Chris Phillips, director of research at GTI Media, added, “It’s clear from the research that parents are increasingly active influencers and it’s vital that universities and employers develop innovative strategies to reach students by engaging with their parents.”

The majority of students surveyed felt that their parents were having a strong influence over their career decisions. 56 per cent had parents accompany them on open days or university visits and 69 per cent of students said their parents tried to influence their choice of university. 54 per cent of students also said their parents tried to exert influence over their choice of course or career.

Students are also very comfortable with their parents’ right to influence them. 66 per cent of those surveyed think it’s the right thing for parents to do and only 7 per cent think it’s wrong.

When it comes to discussing alternatives to universities, the survey revealed that information isn’t always easily accessible. 76 per cent of parents said they did not know where to find online information about alternatives to university and 63 per cent said they were reliant on career advisors and careers events as their only source of information.
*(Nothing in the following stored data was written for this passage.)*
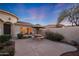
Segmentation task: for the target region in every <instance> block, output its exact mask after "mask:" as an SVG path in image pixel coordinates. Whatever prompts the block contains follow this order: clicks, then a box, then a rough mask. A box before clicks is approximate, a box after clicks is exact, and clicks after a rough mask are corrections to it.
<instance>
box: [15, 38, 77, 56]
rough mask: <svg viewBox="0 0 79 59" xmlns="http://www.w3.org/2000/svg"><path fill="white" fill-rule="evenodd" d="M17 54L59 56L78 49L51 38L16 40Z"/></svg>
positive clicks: (26, 54) (74, 47) (16, 51)
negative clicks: (66, 52)
mask: <svg viewBox="0 0 79 59" xmlns="http://www.w3.org/2000/svg"><path fill="white" fill-rule="evenodd" d="M15 50H16V52H15V56H59V55H61V54H62V53H65V52H68V51H75V50H77V49H76V48H75V47H73V46H70V45H67V44H63V43H58V42H53V41H50V40H46V39H44V40H41V41H39V40H32V39H23V40H15Z"/></svg>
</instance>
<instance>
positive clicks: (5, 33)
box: [3, 22, 11, 34]
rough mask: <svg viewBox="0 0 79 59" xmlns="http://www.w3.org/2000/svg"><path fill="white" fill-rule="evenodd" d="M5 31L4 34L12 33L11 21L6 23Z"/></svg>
mask: <svg viewBox="0 0 79 59" xmlns="http://www.w3.org/2000/svg"><path fill="white" fill-rule="evenodd" d="M3 31H4V34H11V23H10V22H6V23H4V27H3Z"/></svg>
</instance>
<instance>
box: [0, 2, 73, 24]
mask: <svg viewBox="0 0 79 59" xmlns="http://www.w3.org/2000/svg"><path fill="white" fill-rule="evenodd" d="M71 6H72V4H68V3H0V9H1V10H5V11H8V12H11V13H13V14H15V15H16V16H17V17H18V18H19V21H23V22H29V23H32V24H41V25H48V24H56V23H57V19H58V16H59V14H60V12H61V11H62V10H64V9H67V8H70V7H71Z"/></svg>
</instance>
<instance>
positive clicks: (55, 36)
mask: <svg viewBox="0 0 79 59" xmlns="http://www.w3.org/2000/svg"><path fill="white" fill-rule="evenodd" d="M45 38H47V39H49V40H52V41H61V40H63V39H64V37H63V36H62V35H61V34H59V33H53V32H46V35H45Z"/></svg>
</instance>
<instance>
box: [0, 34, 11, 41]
mask: <svg viewBox="0 0 79 59" xmlns="http://www.w3.org/2000/svg"><path fill="white" fill-rule="evenodd" d="M10 39H11V35H0V42H1V43H4V42H7V41H9V40H10Z"/></svg>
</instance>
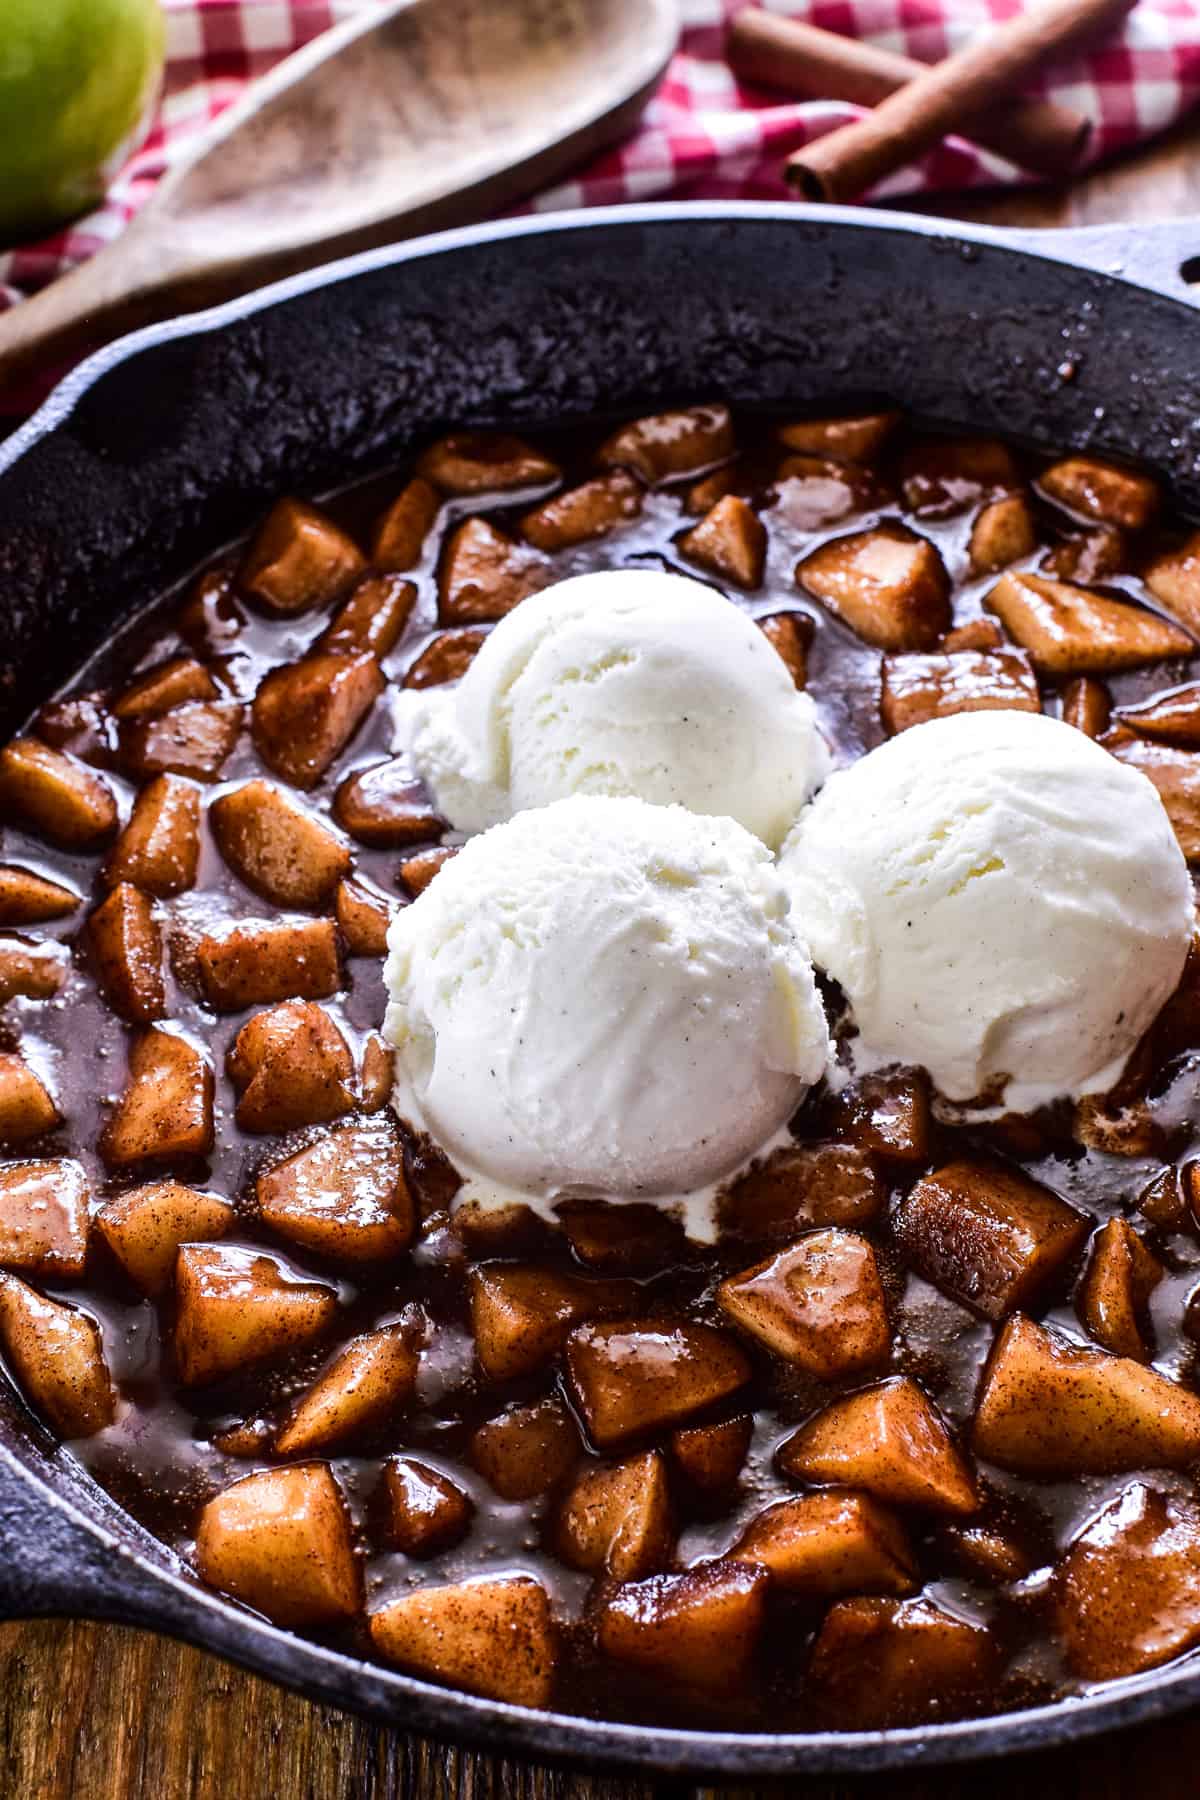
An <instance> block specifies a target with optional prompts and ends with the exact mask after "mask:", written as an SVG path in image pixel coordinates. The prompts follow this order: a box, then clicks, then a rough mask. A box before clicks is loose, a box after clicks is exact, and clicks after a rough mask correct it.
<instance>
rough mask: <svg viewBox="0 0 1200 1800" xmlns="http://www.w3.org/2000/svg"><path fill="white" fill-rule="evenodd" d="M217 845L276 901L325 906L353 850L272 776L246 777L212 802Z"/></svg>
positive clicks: (265, 891) (310, 905)
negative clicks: (300, 805) (322, 822)
mask: <svg viewBox="0 0 1200 1800" xmlns="http://www.w3.org/2000/svg"><path fill="white" fill-rule="evenodd" d="M209 824H210V826H212V835H214V839H216V844H218V850H219V851H221V855H223V857H225V860H227V862H228V866H230V869H232V871H234V873H236V875H239V877H241V880H243V882H245V884H246V887H252V889H254V893H257V895H263V898H266V900H273V902H275V905H299V907H324V905H327V902H329V900H331V898H333V891H335V887H336V886H338V882H340V880H342V877H344V875H349V868H351V853H349V848H347V846H345V844H344V842H342V839H338V837H335V835H333V832H329V830H327V826H324V824H322V823H320V819H317V817H315V815H313V814H311V812H308V810H306V808H304V806H300V805H299V801H295V799H291V796H290V794H284V792H282V788H277V787H275V783H273V781H246V783H245V785H243V787H237V788H232V790H230V792H228V794H221V797H219V799H214V801H212V805H210V806H209Z"/></svg>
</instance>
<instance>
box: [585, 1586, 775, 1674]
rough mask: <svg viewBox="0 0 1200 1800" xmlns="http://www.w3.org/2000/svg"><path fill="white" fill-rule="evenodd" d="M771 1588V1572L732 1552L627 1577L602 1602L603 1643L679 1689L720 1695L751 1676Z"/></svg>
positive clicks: (628, 1664)
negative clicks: (737, 1558) (618, 1585)
mask: <svg viewBox="0 0 1200 1800" xmlns="http://www.w3.org/2000/svg"><path fill="white" fill-rule="evenodd" d="M768 1586H770V1577H768V1575H766V1570H763V1568H756V1566H752V1564H747V1562H738V1561H734V1559H732V1557H725V1559H721V1561H720V1562H702V1564H700V1566H696V1568H691V1570H687V1571H685V1573H684V1575H651V1577H649V1579H648V1580H637V1582H628V1584H624V1586H621V1588H617V1589H615V1591H612V1593H610V1595H608V1597H606V1598H604V1600H603V1604H601V1607H599V1615H597V1627H596V1642H597V1645H599V1649H601V1652H603V1654H604V1656H612V1658H613V1661H619V1663H628V1665H631V1667H633V1669H639V1670H640V1672H642V1674H646V1676H653V1678H658V1679H662V1681H667V1683H669V1685H671V1687H673V1688H687V1690H693V1692H709V1694H718V1696H720V1694H725V1692H727V1690H729V1688H736V1687H739V1685H741V1683H743V1681H745V1679H747V1676H748V1674H750V1667H752V1661H754V1652H756V1649H757V1642H759V1636H761V1633H763V1624H765V1618H766V1589H768Z"/></svg>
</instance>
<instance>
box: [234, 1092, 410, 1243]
mask: <svg viewBox="0 0 1200 1800" xmlns="http://www.w3.org/2000/svg"><path fill="white" fill-rule="evenodd" d="M255 1192H257V1202H259V1211H261V1215H263V1219H264V1222H266V1224H268V1226H270V1228H272V1231H277V1233H279V1235H281V1237H286V1238H291V1242H293V1244H300V1246H304V1249H313V1251H320V1253H322V1255H326V1256H335V1258H338V1260H342V1262H380V1260H383V1258H385V1256H399V1253H401V1251H405V1249H408V1246H410V1244H412V1237H414V1231H416V1206H414V1204H412V1195H410V1192H408V1183H407V1181H405V1156H403V1150H401V1143H399V1136H398V1132H396V1129H394V1127H392V1125H390V1123H387V1121H385V1120H351V1121H347V1123H345V1125H335V1129H333V1130H327V1132H326V1134H324V1136H322V1138H318V1139H317V1143H311V1145H308V1148H306V1150H297V1152H295V1156H290V1157H288V1159H286V1161H284V1163H277V1165H275V1168H268V1170H264V1172H263V1174H261V1175H259V1179H257V1188H255Z"/></svg>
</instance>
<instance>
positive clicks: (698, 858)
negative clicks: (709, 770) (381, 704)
mask: <svg viewBox="0 0 1200 1800" xmlns="http://www.w3.org/2000/svg"><path fill="white" fill-rule="evenodd" d="M389 950H390V954H389V959H387V986H389V995H390V1004H389V1010H387V1022H385V1035H387V1037H389V1039H390V1042H392V1044H396V1049H398V1055H396V1073H398V1085H396V1107H398V1109H399V1112H401V1114H403V1116H407V1118H410V1120H412V1121H414V1123H416V1125H419V1127H423V1129H425V1130H428V1132H430V1134H432V1136H434V1138H435V1139H437V1143H441V1145H443V1147H444V1150H446V1152H448V1156H450V1157H452V1159H453V1161H455V1165H457V1166H459V1170H461V1172H462V1174H464V1175H468V1192H479V1193H482V1195H484V1197H489V1195H491V1197H495V1195H497V1192H498V1193H502V1195H504V1193H513V1192H515V1193H518V1195H524V1197H527V1199H533V1201H534V1202H549V1201H551V1199H552V1197H554V1195H561V1193H565V1192H570V1193H599V1195H610V1197H617V1199H630V1197H633V1195H642V1197H646V1195H648V1197H669V1199H676V1197H680V1195H687V1193H691V1192H693V1190H700V1188H703V1186H705V1184H711V1183H714V1181H718V1179H720V1177H723V1175H727V1174H729V1172H730V1170H734V1168H738V1166H739V1165H743V1163H745V1161H747V1159H748V1157H752V1156H754V1152H757V1150H761V1148H763V1145H765V1143H768V1139H770V1138H772V1136H774V1134H775V1132H777V1130H779V1127H781V1125H784V1121H786V1120H788V1116H790V1114H792V1111H793V1109H795V1107H797V1105H799V1102H801V1100H802V1096H804V1093H806V1089H808V1087H810V1085H811V1084H813V1082H817V1080H819V1078H820V1075H822V1071H824V1067H826V1062H828V1055H829V1040H828V1031H826V1021H824V1012H822V1006H820V999H819V995H817V988H815V983H813V970H811V963H810V959H808V954H806V952H804V950H802V949H801V945H799V943H797V938H795V934H793V931H792V925H790V918H788V900H786V893H784V889H783V884H781V880H779V877H777V873H775V866H774V860H772V857H770V855H768V851H766V850H765V848H763V844H761V842H759V841H757V839H754V837H750V833H748V832H743V828H741V826H738V824H734V823H732V821H730V819H712V817H698V815H694V814H689V812H684V808H682V806H649V805H646V803H644V801H640V799H604V797H599V796H576V797H572V799H565V801H558V803H556V805H552V806H549V808H545V810H540V812H524V814H518V817H515V819H513V821H509V823H507V824H500V826H497V828H495V830H491V832H486V833H484V835H480V837H475V839H471V842H468V844H466V846H464V850H461V851H459V855H457V857H455V859H453V860H452V862H448V864H446V866H444V868H443V869H441V873H439V875H437V880H434V882H432V884H430V887H428V889H426V891H425V893H423V895H421V898H419V900H416V902H414V905H410V907H405V909H403V911H401V913H399V914H398V916H396V920H394V923H392V927H390V932H389Z"/></svg>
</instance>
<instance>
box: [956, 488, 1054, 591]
mask: <svg viewBox="0 0 1200 1800" xmlns="http://www.w3.org/2000/svg"><path fill="white" fill-rule="evenodd" d="M1036 547H1038V535H1036V529H1034V524H1033V513H1031V509H1029V500H1027V499H1025V495H1024V493H1004V495H1002V497H1000V499H999V500H988V504H986V506H982V508H981V509H979V513H977V515H975V522H973V526H972V542H970V553H968V554H970V562H972V574H999V572H1000V569H1007V565H1009V563H1015V562H1020V560H1022V556H1031V554H1033V551H1034V549H1036Z"/></svg>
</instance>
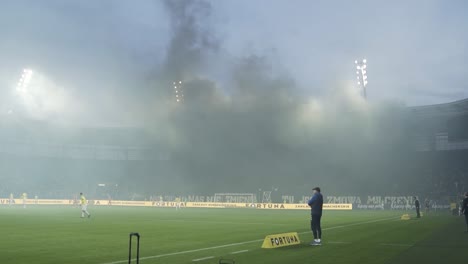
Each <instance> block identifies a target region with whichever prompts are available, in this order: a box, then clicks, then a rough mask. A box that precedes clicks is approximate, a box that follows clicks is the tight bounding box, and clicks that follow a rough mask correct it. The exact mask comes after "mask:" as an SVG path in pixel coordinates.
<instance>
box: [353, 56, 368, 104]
mask: <svg viewBox="0 0 468 264" xmlns="http://www.w3.org/2000/svg"><path fill="white" fill-rule="evenodd" d="M354 64H355V65H356V79H357V83H358V85H359V88H360V90H361V91H362V96H363V97H364V99H367V90H366V87H367V60H366V59H363V60H362V61H358V60H355V61H354Z"/></svg>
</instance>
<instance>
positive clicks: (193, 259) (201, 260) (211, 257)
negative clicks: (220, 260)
mask: <svg viewBox="0 0 468 264" xmlns="http://www.w3.org/2000/svg"><path fill="white" fill-rule="evenodd" d="M212 258H214V256H209V257H204V258H199V259H192V261H193V262H197V261H202V260H207V259H212Z"/></svg>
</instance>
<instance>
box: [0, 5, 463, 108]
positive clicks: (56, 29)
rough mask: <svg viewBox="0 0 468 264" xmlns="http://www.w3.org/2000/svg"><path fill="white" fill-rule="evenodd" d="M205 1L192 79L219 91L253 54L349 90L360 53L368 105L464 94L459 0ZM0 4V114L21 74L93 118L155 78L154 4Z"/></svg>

Stanbridge comments, “Parental advice has always been important when making these key life decisions and many students will feel that their parents have their best interests at heart. But there is clearly a real need for greater engagement between parents, schools and employers to ensure that they are equipped with all the information they need to advise their children about the breadth of opportunities available.”

“Employers could consider exploring opportunities to get involved with parent’s evenings, establish closer relationships with career advisors as well as encouraging former students to return to their old schools to discuss their experiences on a school-leaver programme or apprenticeship.” 

University remains popular but school-leaver schemes are hot on their heels.

Even with the onset of top-up fees leaving students with an average debt of &pound44,000, university continues to be a popular choice. The latest UCAS figures show applications reached a record high of 2,711,870 applications in 2013 - an increase of 4 per cent on the previous year. Despite this, the number of apprenticeships and training schemes for school-leavers has also increased by a quarter year on year to 37,410 vacancies according to the National Apprenticeship Service, with a number of City firms and traditional graduate employers, actively looking to take on more school-leavers. 

EY has taken on 200 school-leavers since the programme’s launch in 2012 and intends to take on 100 over the next year across its assurance, corporate finance and tax practices.

Liz Bingham, EY managing partner for talent, comments,  “As a school-leaver myself, I have seen how it is possible to become successful in this business with the right attitude and support. University isn’t going to be right for everybody, and businesses like EY are keen to provide as many routes as possible for students to access a career in professional services.

“School-leavers joining EY get a head start in their career, earn a competitive salary and learn on the job.”